Tribunal Administratif de Montreuil — Décision N° TA93-2301101

mercredi 25 octobre 2023

JuridictionTribunal Administratif de Montreuil
SectionTribunal Administratif de Montreuil
N° DossierTA93-2301101
TypeDécision
RecoursExcès de pouvoir
Formation5ème Chambre (JU)
Avocat requérantBECHIEAU

Texte intégral

Vu la procédure suivante :

Par une requête et un mémoire, enregistrés les 26 janvier 2023 et 9 octobre 2023, Mme C A, représentée par Me Bechieau demande au tribunal :

1°) de l'admettre au bénéfice de l'aide juridictionnelle provisoire ;

2°) d'annuler l'arrêté du 5 janvier 2023 par lequel le préfet de la Seine-Saint-Denis l'a obligée à quitter le territoire français dans le délai de trente jours et a fixé le pays de destination ;

3°) d'enjoindre au préfet de réexaminer sa situation dans le délai de quinze jours à compter de la notification du jugement, sous astreinte de 100 euros et lui délivrer une autorisation provisoire de séjour ;

4°) de mettre à la charge de l'Etat la somme de 1500 euros au titre de l'article L. 761-1 du code de justice administrative et de l'article 37 de la loi du 10 juillet 1991, à verser à Me Bechieau ;

Elle soutient que :

- l'obligation de quitter le territoire français, est entachée d'un défaut de motivation;

- elle est entachée d'un défaut d'examen de sa situation ;

- elle a méconnu son droit d'être entendu ;

- elle est entachée d'un vice de procédure, dès lors que la décision de rejet de sa demande d'asile ne lui a pas été notifiée ou n'a pas été lue en séance publique ;

- elle méconnait l'article 8 de la convention européenne de sauvegarde des droits de l'homme et des libertés fondamentales ;

- elle est entachée d'erreur manifeste d'appréciation ;

- la décision fixant le pays de destination est illégale pour être fondée sur une obligation de quitter le territoire français elle-même illégale ;

- elle méconnait l'article 3 de la convention européenne de sauvegarde des droits de l'homme et des libertés fondamentales.

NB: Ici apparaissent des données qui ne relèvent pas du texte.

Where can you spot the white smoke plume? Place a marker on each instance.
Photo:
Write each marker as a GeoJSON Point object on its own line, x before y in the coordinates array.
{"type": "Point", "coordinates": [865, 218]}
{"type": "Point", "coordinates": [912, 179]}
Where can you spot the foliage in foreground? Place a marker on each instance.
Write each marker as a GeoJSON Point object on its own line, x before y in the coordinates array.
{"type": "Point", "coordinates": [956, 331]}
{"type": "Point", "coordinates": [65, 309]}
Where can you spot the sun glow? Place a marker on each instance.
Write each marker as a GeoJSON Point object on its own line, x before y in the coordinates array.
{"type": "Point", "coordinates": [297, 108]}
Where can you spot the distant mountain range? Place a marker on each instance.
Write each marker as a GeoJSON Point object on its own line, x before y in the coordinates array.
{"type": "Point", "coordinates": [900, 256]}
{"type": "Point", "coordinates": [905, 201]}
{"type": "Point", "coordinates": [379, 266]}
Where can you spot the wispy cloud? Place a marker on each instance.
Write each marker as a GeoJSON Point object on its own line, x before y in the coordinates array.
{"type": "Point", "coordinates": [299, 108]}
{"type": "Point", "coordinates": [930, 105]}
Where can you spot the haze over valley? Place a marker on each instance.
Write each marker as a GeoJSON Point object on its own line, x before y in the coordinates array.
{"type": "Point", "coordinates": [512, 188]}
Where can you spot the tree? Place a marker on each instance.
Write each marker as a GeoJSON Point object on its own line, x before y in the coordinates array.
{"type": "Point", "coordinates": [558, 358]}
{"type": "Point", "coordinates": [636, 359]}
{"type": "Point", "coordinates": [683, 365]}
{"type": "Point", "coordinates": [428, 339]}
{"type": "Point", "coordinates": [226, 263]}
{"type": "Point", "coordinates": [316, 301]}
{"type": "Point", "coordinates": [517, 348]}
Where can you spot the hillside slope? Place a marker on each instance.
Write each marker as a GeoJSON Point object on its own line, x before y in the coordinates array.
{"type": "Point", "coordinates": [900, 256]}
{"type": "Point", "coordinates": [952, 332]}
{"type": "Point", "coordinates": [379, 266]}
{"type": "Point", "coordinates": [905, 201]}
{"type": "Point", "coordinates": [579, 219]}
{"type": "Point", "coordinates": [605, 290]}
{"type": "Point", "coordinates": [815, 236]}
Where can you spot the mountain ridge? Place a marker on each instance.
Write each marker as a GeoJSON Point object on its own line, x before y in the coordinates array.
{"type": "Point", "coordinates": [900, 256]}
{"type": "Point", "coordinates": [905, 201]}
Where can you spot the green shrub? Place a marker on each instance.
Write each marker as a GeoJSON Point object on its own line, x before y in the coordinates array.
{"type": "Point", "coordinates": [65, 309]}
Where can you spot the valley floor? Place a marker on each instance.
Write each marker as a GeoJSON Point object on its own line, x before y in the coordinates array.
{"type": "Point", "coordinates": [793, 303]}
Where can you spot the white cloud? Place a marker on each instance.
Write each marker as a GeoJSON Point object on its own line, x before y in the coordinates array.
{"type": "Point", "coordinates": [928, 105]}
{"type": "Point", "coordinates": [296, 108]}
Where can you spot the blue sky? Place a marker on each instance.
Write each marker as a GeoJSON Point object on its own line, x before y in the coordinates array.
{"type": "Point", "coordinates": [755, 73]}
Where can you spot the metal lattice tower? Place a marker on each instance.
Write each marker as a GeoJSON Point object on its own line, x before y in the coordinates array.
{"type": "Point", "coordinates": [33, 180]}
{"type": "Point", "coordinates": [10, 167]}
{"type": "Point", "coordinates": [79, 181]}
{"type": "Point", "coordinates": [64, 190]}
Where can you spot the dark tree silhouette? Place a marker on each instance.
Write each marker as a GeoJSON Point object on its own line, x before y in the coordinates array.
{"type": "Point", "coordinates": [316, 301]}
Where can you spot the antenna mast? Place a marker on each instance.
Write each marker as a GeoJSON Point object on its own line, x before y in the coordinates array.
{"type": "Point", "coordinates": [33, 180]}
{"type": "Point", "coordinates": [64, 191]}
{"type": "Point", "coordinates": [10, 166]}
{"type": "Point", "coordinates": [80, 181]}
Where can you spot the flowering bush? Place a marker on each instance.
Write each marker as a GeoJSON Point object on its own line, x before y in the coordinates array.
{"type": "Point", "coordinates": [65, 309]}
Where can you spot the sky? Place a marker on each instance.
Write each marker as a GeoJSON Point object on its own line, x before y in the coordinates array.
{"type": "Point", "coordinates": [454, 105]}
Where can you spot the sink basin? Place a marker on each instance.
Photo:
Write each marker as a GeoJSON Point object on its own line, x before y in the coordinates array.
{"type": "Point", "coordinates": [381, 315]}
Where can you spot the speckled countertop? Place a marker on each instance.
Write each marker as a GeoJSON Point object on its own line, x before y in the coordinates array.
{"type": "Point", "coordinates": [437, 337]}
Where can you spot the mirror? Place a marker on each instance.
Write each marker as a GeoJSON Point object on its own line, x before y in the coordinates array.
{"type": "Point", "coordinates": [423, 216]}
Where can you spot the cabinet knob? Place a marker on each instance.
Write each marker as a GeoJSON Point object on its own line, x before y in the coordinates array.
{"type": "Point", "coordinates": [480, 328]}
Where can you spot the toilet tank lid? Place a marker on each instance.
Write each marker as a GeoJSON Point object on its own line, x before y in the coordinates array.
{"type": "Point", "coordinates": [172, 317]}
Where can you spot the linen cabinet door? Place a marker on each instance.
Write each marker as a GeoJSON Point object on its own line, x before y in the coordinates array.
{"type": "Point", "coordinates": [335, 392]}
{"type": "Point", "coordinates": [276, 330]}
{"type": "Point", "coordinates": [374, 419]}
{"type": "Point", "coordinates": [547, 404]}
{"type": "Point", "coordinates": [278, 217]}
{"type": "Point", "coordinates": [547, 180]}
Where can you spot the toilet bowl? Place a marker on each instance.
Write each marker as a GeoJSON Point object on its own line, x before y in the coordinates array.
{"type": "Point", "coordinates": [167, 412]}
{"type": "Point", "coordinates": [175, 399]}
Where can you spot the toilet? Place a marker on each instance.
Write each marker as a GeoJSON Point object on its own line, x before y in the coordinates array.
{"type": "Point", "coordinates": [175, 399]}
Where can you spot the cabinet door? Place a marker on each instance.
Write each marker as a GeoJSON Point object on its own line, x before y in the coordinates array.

Par un mémoire enregistré le 26 septembre 2023, le préfet de la Seine-Saint-Denis conclut au rejet de la requête.

Il fait valoir qu'aucun des moyens de la requête n'est fondé.

Vu :

- l'arrêté attaqué ;

- les autres pièces du dossier ;

Vu :

- la convention européenne de sauvegarde des droits de l'homme et des libertés fondamentales ;

- la charte des droits fondamentaux de l'Union européenne ;

- le code de l'entrée et du séjour des étrangers et du droit d'asile ;

- la loi n° 91-647 du 10 juillet 1991 ;

- le code de justice administrative.

Le président du tribunal administratif de Montreuil a délégué M. B pour statuer sur les requêtes pour statuer sur les requêtes relevant de la procédure prévue à l'article L. 614-5 du code de l'entrée et du séjour des étrangers et du droit d'asile, en application de l'article R. 776-13-3 du code de justice administrative.

Les parties ont été régulièrement averties du jour de l'audience.

Ont été entendus au cours de l'audience publique :

- le rapport de M. B ;

- les observations de Me Bechieau, pour Mme A, le préfet n'étant ni présent ni représenté.

La clôture a été prononcée à l'issue de l'audience.

Considérant ce qui suit :

1. Par un arrêté du 13 janvier 2023, dont l'annulation est demandée, le préfet de la Seine-Saint-Denis a obligé Mme A, ressortissante ivoirienne née le 14 octobre 2022, à quitter le territoire français dans le délai de trente jours et a fixé le pays de destination.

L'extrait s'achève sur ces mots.